Monday, August 07, 2006

Experiments

Experiments - The Rediscovered Country


The Rediscovered Country: A Sermon for Palm Sunday and Good Friday



THE REDISCOVERED COUNTRY


“…Who would fardels bear,
To grunt and sweat under a weary life,
But that the dread of something after death,
The undiscovered country from whose bourn
No traveler returns, puzzles the will,
And makes us rather bear those ills we have
Than fly to others that we know not of?
Thus conscience does make cowards of us all;
And thus the native hue of resolution
Is sicklied o’er with the pale cast of thought...”


In God there is no Undiscovered Country. No Foreign Land. God has scouted, reconnoitered, explored, and infiltrated every realm. God is both our Map and our Territory.

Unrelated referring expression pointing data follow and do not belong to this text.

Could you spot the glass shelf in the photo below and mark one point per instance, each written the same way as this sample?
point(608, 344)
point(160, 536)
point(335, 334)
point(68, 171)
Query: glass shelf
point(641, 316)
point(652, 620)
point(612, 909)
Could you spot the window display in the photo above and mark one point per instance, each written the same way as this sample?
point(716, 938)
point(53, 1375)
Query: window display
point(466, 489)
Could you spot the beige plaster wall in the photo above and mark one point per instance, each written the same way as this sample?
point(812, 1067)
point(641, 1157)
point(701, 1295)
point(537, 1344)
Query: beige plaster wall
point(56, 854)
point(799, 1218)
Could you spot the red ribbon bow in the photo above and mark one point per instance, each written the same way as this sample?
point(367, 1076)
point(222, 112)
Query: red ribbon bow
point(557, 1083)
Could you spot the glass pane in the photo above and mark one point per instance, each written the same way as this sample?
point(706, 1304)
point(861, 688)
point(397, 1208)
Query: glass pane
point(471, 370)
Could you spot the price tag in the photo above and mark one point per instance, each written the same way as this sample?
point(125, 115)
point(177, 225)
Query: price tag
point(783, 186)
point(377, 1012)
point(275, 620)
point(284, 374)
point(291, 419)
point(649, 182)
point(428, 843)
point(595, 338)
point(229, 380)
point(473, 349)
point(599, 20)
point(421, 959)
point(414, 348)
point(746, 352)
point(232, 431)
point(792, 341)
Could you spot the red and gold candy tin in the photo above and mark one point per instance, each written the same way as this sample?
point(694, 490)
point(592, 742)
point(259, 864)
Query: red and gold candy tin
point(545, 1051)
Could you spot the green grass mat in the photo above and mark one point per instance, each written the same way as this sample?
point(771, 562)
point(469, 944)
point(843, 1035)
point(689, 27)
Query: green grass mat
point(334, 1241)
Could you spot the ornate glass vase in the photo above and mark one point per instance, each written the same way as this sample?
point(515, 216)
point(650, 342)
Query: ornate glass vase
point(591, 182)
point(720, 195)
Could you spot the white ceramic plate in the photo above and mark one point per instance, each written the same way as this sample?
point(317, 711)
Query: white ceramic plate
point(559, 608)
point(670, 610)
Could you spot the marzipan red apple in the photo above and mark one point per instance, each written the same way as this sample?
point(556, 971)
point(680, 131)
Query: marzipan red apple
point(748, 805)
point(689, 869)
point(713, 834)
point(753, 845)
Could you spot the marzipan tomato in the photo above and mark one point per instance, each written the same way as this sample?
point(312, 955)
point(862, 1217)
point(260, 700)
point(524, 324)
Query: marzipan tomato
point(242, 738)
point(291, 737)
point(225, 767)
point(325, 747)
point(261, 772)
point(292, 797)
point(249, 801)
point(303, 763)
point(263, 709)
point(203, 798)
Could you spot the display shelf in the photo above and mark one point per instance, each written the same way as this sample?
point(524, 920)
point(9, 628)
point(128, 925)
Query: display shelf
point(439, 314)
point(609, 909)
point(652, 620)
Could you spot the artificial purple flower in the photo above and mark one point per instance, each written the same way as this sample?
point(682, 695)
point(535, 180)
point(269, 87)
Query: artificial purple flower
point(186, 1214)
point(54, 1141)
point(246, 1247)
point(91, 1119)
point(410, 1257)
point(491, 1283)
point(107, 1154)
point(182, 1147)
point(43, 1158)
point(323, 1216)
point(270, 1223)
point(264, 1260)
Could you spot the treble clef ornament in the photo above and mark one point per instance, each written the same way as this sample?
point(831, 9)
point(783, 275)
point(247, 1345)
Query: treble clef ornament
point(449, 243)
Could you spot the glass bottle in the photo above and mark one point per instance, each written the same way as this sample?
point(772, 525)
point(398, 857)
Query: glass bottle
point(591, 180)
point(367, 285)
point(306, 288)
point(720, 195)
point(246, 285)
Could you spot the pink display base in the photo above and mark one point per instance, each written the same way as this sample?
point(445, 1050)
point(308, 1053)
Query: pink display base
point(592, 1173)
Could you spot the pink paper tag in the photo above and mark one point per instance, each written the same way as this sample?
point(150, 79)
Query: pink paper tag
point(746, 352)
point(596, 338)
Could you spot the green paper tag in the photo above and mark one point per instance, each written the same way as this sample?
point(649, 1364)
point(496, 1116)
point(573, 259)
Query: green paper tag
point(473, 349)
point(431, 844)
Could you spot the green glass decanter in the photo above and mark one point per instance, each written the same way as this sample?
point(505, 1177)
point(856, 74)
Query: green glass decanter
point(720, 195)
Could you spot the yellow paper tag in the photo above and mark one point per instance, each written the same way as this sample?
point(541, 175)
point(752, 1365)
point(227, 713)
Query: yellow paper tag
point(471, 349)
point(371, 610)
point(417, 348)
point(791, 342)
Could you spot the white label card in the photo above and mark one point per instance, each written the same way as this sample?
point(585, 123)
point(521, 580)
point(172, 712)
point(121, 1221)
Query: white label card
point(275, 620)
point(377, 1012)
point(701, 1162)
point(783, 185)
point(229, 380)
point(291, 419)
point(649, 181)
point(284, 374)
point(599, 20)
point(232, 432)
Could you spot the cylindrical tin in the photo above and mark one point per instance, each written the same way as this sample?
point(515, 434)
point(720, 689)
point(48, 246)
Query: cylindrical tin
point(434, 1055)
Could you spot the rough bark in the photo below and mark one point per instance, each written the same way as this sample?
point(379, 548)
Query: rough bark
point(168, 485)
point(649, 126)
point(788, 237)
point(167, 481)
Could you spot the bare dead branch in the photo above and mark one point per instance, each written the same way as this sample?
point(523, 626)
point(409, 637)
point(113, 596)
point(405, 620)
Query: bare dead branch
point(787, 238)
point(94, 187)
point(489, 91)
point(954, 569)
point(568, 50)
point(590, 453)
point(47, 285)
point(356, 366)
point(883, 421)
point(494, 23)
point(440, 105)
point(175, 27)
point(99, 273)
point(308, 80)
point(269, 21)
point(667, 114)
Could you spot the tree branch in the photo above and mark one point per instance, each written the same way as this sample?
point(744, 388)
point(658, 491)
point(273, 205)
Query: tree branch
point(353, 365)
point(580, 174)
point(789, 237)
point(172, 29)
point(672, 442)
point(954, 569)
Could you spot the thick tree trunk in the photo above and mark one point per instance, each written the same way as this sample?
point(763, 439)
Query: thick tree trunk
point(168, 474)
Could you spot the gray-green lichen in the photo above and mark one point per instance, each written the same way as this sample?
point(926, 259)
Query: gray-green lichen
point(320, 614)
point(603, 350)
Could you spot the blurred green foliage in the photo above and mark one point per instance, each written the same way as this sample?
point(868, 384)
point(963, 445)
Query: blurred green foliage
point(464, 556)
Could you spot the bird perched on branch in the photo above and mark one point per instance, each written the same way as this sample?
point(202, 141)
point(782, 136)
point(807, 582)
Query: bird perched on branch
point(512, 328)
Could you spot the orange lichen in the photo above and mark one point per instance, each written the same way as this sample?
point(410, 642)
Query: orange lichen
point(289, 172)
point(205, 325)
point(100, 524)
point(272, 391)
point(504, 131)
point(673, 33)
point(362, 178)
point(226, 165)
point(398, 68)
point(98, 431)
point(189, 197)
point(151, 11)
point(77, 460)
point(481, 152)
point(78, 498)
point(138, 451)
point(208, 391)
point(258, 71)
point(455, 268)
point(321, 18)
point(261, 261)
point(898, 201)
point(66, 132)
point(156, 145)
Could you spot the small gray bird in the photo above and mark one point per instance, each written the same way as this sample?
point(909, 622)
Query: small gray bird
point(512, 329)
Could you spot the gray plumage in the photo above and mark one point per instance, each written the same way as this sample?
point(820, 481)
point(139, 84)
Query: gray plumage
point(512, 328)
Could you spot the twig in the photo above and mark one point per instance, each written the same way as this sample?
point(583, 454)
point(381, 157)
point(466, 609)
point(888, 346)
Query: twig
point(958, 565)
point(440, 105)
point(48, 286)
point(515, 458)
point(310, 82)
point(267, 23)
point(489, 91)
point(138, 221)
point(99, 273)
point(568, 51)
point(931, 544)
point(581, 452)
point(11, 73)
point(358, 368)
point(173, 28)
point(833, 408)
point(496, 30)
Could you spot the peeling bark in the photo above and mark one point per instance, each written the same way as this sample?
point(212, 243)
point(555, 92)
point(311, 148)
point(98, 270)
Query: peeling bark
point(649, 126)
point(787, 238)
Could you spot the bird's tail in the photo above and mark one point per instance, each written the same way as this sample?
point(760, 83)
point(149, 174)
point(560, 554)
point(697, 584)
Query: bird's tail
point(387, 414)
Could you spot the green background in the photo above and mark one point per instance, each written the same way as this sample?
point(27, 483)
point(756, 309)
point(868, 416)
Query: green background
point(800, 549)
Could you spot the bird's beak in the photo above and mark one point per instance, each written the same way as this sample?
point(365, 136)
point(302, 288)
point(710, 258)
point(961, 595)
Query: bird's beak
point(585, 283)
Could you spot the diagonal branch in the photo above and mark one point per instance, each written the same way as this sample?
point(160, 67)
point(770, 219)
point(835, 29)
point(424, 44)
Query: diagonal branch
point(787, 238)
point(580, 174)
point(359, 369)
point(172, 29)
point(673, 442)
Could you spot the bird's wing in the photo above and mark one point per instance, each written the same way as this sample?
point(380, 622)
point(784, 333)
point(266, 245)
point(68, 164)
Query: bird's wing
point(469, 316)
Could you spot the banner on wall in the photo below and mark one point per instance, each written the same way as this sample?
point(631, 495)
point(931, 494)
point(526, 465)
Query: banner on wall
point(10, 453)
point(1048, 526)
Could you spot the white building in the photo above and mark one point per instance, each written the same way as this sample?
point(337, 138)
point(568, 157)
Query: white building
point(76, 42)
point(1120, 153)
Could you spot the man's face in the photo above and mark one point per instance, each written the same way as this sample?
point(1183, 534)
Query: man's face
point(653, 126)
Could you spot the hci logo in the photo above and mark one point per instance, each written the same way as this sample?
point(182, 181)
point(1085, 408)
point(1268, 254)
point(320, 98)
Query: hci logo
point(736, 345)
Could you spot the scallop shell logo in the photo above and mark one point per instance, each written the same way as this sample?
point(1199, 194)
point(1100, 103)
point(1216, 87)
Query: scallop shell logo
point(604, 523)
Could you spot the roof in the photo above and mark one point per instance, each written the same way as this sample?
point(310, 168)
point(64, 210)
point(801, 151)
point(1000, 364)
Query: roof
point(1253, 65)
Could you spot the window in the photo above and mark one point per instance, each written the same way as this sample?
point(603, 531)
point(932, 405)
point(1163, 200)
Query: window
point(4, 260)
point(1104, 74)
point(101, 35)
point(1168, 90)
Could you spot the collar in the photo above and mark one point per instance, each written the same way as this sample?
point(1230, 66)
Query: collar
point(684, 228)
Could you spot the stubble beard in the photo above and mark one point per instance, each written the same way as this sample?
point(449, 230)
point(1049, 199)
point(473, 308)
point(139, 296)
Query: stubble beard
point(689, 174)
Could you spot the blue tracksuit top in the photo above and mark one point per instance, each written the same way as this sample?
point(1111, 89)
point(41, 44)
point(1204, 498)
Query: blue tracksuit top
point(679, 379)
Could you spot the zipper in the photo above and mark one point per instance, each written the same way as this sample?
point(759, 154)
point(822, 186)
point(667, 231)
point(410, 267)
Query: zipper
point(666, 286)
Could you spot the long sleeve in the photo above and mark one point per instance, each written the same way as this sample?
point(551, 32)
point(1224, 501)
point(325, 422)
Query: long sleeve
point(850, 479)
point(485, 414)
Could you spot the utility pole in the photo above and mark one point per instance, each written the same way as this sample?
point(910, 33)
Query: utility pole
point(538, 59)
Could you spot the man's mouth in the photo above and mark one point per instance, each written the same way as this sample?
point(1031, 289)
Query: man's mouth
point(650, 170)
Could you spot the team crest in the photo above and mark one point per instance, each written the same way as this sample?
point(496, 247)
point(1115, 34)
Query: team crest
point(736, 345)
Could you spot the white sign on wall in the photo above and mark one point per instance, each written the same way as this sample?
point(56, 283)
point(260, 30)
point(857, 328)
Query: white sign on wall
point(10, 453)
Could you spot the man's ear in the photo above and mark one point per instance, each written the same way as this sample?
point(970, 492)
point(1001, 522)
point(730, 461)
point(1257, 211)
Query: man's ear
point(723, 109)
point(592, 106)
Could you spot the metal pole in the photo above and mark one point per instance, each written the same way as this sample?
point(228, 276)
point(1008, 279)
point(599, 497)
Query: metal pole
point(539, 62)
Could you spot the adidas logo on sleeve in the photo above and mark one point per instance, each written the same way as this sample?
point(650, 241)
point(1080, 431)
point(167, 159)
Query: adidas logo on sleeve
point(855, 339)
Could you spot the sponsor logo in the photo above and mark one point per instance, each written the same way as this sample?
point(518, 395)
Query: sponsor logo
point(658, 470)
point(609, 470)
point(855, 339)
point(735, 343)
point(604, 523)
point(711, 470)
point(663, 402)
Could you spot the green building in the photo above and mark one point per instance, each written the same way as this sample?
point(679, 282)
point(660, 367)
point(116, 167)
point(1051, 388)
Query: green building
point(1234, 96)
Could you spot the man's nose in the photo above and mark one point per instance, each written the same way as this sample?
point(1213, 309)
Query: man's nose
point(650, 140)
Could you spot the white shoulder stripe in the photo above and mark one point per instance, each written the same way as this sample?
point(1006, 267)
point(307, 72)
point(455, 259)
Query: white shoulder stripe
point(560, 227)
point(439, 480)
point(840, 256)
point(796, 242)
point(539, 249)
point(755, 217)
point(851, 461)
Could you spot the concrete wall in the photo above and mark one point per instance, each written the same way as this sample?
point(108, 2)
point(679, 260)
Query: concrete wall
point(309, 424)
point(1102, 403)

Because of this we can fearlessly explore any land, infiltrate any terrain, sail any sea, climb or move any mountain, ford any river, sweep any valley, mount any heaven. No pass is impassible, no possibility impossible, no road is unnavigable, no obstacle is unbreachable. Even the hidden hearts of men lay bare before our searching explorations. God is our pathfinder so that we may be the pioneers of all other men, that we may lead them safely through this world, as He has led us.


“And they that went before, and they that followed, cried, saying, Hosanna: Blessed is he that cometh in the name of the Lord.”


In God all roads lead to the Truth. God is the great and paved road, the limes of liberty, the frontier of freedom, the outskirts of the outer limits of the edge of Time and Space. As such, and through such, and along such we travel the Way and the Truth and the Life towards a destination of a green and open land of plenty and beauty, which God has charted for us as a hallowed haven. In God all roads lead Home.


“See, I am sending my messenger ahead of you,
Who will prepare your way before you.”


Every human expedition has moments of hardship, and every mortal road has untended stretches, which render the passage difficult, toilsome, and at times even dangerous. Death waits to waylay us upon our journey, certain that we must pay the toll of passage on the day we falter. The road of this world ends in the destination of death.


“Those who go to her never return, nor do they regain the paths of Life.”


But in God every stretch of road, every point along the path, smooth and straight, or wild, rough, and wearisome, is an equal Inn of Hospitality, a housing and home of Sanctuary, a shelter of surety when living cares do weight us down with the burdens of this world.

In this world all men are fellow travelers, subject to equal shares of encumbrance and distress. Our brotherhood is not then evidenced in what we in common suffer, but what we in common gain by shared provisions and perils, in mutual joy and happiness, in the ekklesia of our mutual edification when we turn aside from the fruitless path and pursue the straight road of eternal wealth and life.


“For the Kingdom of Heaven is as a man traveling into a far country, who called his servants and delivered unto them his property.”


God would have us lift up the lame along our way, free the slave who toils along the wayside, tend the sick, heal the crippled, nurse the wounded, and transform the cares and tares of abandoned worldly ways so that even long deserted desert routes may flourish like flowered highways of heavenly intent.


“Therefore lift up your heavy hands, and strengthen your groaning joints, and make straight the paths for your feet, so that what is lame may not be crooked, but rather be made whole and healed.”


This world though is but the challenge of our mortal travel, not for us the ultimate destination. We should not confuse our momentary struggles along this earthly road nor the path we navigate in moving through it with our better fate in life. For all roads leading through this world are at best imperfectly engineered, but a shallow trench of the open ways we shall traverse when life in body has passed through the mortal gate and into the street divine. All better and more worthy roads in life begin in God, open wide with God, so that God may direct us to an unobstructed highway which leads well beyond the governance and restrictions of this world. Along the paths of God there is no limit to our inheritance, or the distance of travel we may enjoy. Along the paths of God all ways are sure, and infinite, and blessed.


“My steps have held firm to your paths: my feet do not slip.”


Along the highways of this world lies the Road to Perdition, footpath to the corruptible, the imperfect, and to decline, but the road which leads to God brings a Divine destination of discovery, truth, justice, goodness, and virtue. God is our road to the Rediscovered Country, and in that country we find our best Home.


“Go therefore and make disciples of all nations, baptizing them in the name of the Father and of the Son and of the Holy Ghost, and teaching them to obey everything that I have commanded you. And remember, I am with you always, to the end of the world. Amen.”